# Maximum Entropy in Natural Language Processing

When faced with natural language processing tasks such as translation or prediction, the goal is often to find a model that is the most uniform while still fulfilling preset constraints based on prior knowledge/data. By considering models that are uniformly distributed outside of constraints, the hope is to most accurately describe stochastic processes present in data sets by picking the most "general" model. 

For example, if we know the word **water** is always followed the word **bottle**, we can set that tuple as a constraint and have all other words in our data set be equally likely to be followed by any other word.

This maximum entropy function with respect to a conditional probability $p(y|x)$ is given by

$$ H(p) = -\sum_{x,y} \tilde{p}(x)p(y|x)\log p(y|x) $$

However, maximizing $H(p)$ also has the constraints 

$$ p(f_i) = \tilde{p}(f_i) $$

where $f$ is an indicator function with respect to a tuple $(x,y)$, $p(f_i)$ is the expected value of $f$ with respect to the empirical distribution of a tuple $(x,y)$, and $\tilde{p}(f_i)$ is the expected value of $f$ with respect to $p(y|x)$ . We will discuss these and similar functions and their definitions in further detail when implementing this method.

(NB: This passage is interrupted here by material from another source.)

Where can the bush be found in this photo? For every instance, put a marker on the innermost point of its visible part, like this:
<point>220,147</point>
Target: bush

To avoid dealing with these constraints when finding the optimum, we instead minimize the dual of $H(p)$. This dual function is given by

$$ \psi(\lambda) = - \sum_{x} \tilde{p}(x) \log{(\sum_{y} \exp{(\sum_{i} \lambda_i f_i (x,y))})} + \sum_{i} \lambda_i \tilde{p}(f_i)$$

Because our primal function $H(p)$ is symmetric, our dual is therefore unbounded, that is $\lambda \in \rm I\!R$. This dual function should be relatively easier to minimize compared to our original primal problem. 

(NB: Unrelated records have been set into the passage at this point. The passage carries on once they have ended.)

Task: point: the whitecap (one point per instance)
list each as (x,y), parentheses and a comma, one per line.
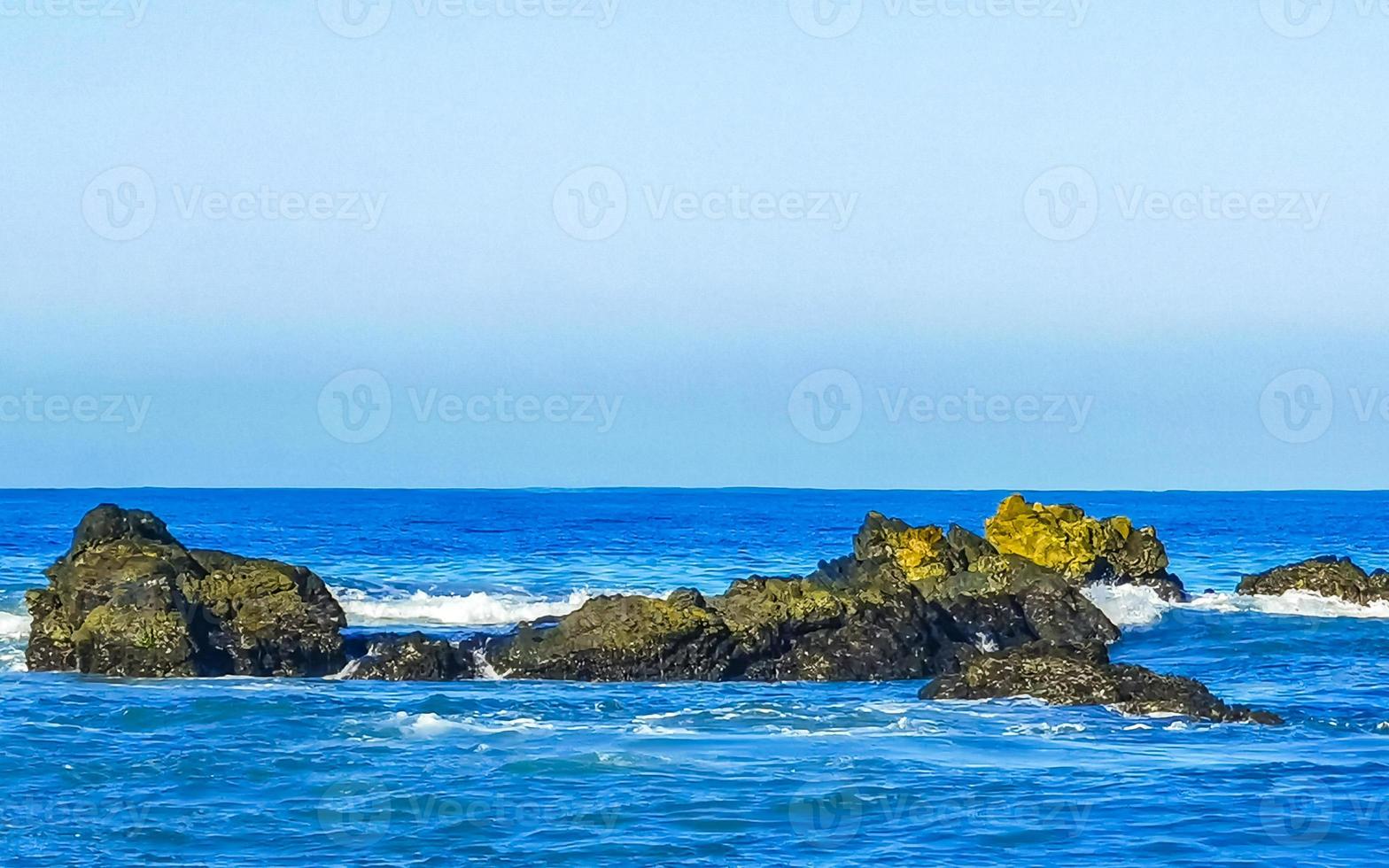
(1303,603)
(428,724)
(14,626)
(1137,606)
(1129,604)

After calculating our dual variables $\lambda$ we aim to calculate 

$$ p_\lambda (y|x) = \dfrac{\exp{(\sum_{i}\lambda_i f_i(x,y))}}{\sum_{y} \exp{(\sum_{i} \lambda_i f_i (x,y))}} $$

which will give the prediction $y$ given a word $x$ based on the model.

## Function Definitions

To start, we import the NLTK package, which contains useful functions as well as formatted text files.

In [35]:
import nltk
import numpy as np
import scipy.optimize 
from __future__ import division

%load_ext autotime

# only download once
#nltk.download()

The autotime extension is already loaded. To reload it, use:
  %reload_ext autotime
time: 9 ms


In [None]:
#from nltk.book import *

Next we define intermediate functions that will combine to form the dual function.

$\tilde{p}(x)$ is the empirical distribution of a word $x$, and so we count the number of occurences of $x$ and divide it by the length of the dataset.

In [36]:
## p~(x): count occurences of word x
def ptildex(text, x):
    return(text.count(x) / len(text))

time: 5 ms


$f_i(x,y)$ is an indicator (and in our case, a feature) function corresponding to a tuple of words (x,y). We will have it return $1$ if the input **tup** matches a specific tuple **z** we chose as a feature. 

In [37]:
def f(tup, z):
    if tup == z: return(1)
    else: return(0)     

time: 5 ms


$\tilde{p}(f)$, as mentioned earlier, is the expected value of a feature function $f(x,y)$ with respect to $\tilde{p}(x,y)$, the empirical distribution of $(x,y)$. Specifically, it is defined as 

$$ \tilde{p}(f) = \sum_{x,y}\tilde{p}(x,y) f(x,y) $$

In [38]:
## p~(x,y): count occurences of a pair (x, y)
def ptildexy(text, tup):
    bg = list(nltk.bigrams(text))
    return(bg.count(tup) / len(bg))

def ptildef(text, bigramset, feat):
    val = float(0)
    for pair in bigramset:
        val += ptildexy(text, pair)*float(f(pair, feat))
    return(val)

time: 7 ms


It would also be convenient to define 
$$\log{(\sum_{y} \exp{(\sum_{i} \lambda_i f_i (x,y))})}$$

In [39]:
def expterm(x, y, lambdas, features):
    total = 0
    for lam, feat in zip(lambdas, features):
        total += lam * f((x,y), feat)
    return(np.exp(total))

def logsum(x, lambdas, features):
    outersum = 0
    for y in sety:
        outersum += expterm(x, y, lambdas, features)
    return(np.log(outersum))

time: 9 ms


Finally, an important NLTK function we will be using is the bigrams function, which accepts a text file input and returns a list of all sequential word pairs. For example, bigrams(yes, no, maybe) will return (yes, no), (no, maybe).

In [40]:
txt = ['hey', 'no', 'ucla', 'math', 'derivative', 'bus', 'computer', 'hello']
bg = list(nltk.bigrams(txt))
print(txt)
print(bg)

['hey', 'no', 'ucla', 'math', 'derivative', 'bus', 'computer', 'hello']
[('hey', 'no'), ('no', 'ucla'), ('ucla', 'math'), ('math', 'derivative'), ('derivative', 'bus'), ('bus', 'computer'), ('computer', 'hello')]
time: 7 ms


Now we can piece together the dual function. It takes a vector of initial lambda values and sums over all $x$ and $y$, which are the sets of unique words in our text file. In our case x and y are equal, as every word can either be predicted or predicted from. 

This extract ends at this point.